Quelques remarques en rafale sur des joueurs choisis.

PHOTO OLIVIER JEAN, LA PRESSE

Carey Price et Corey Perry

Corey Perry : en marquant en première période, il a montré exactement la raison pour laquelle on l’a engagé. Les pieds vissés tout près de Carey Price, il a fait dévier une rondelle arrivée de la ligne bleue en avantage numérique.

Josh Anderson : dans les premières minutes de la rencontre, il a accepté une courte passe de Jonathan Drouin en entrée de zone adverse et foncé à pleine vitesse jusqu’au filet. On devrait revoir des séquences du genre assez souvent. Sa présence est intimidante.

Brett Kulak : à la gauche de Romanov, il n’avait pas l’assurance qu’il affichait au cours des dernières séries éliminatoires, alors qu’il était jumelé à Jeff Petry.

Joel Edmundson : l’adaptation devra se poursuivre. Il s’est rendu coupable de quelques jeux malhabiles tôt dans la rencontre, mais s’est repris avec une solide mise en échec plus tard sur Jake Lucchini.

Alexander Romanov : les rumeurs étaient fondées. Employé dans toutes les situations, il patine comme le vent, lit bien le jeu, trouve ses coéquipiers. À compter de la deuxième période, il a été l’un des meilleurs sur la patinoire, sinon le meilleur.

Jesperi Kotkaniemi : match tranquille, malgré la faible opposition. Son tir foudroyant a terminé sa course sur le poteau en prolongation, jouée pour le plaisir.

Tyler Toffoli : il a décoché, coup sur coup, deux puissants tirs sur réception depuis l’enclave au cours du même avantage numérique. Personne ne s’ennuiera de Jordan Weal.

Paul Byron : l’un des attaquants les plus visibles de son camp. Son trio a été efficace toute la soirée.

Chez les Blancs, mention honorable au défenseur Otto Leskinen, qui a mené plusieurs belles batailles avec Brendan Gallagher – le premier trio du Canadien, avec Danault et Tatar, a d’ailleurs connu un match brouillon.
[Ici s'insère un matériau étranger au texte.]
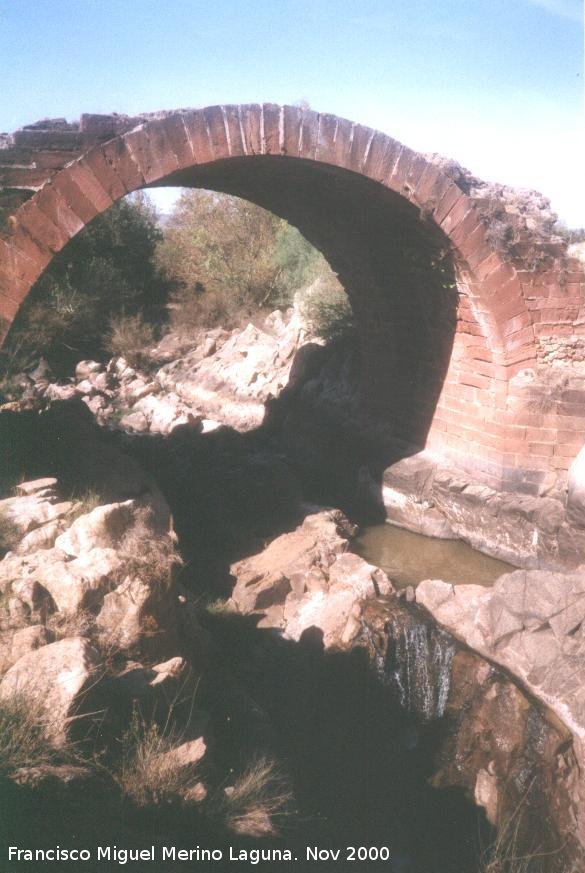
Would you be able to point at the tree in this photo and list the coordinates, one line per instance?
(107, 271)
(230, 259)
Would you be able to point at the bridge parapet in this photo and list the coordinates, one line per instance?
(357, 194)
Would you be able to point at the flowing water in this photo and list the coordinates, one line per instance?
(408, 558)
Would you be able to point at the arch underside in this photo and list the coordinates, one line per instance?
(442, 317)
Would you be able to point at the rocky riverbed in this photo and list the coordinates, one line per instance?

Lukas Vejdemo, quant à lui, a bien paru en attaque et il devrait profiter d’un des premiers rappels si on devait piger chez le Rocket.

Évidemment, tous ces constats doivent être pris avec un grain de sel, voire une salière. Malgré tout le sérieux que les deux équipes ont pu accorder à l’exercice, il s’agissait néanmoins d’un duel inégal entre un club de la Ligue nationale et un autre de la Ligue américaine.

Le vrai test arrivera mercredi soir. Ça pourrait être moins facile quand les adversaires s’appelleront Matthews et Tavares plutôt que Blandisi et Baddock.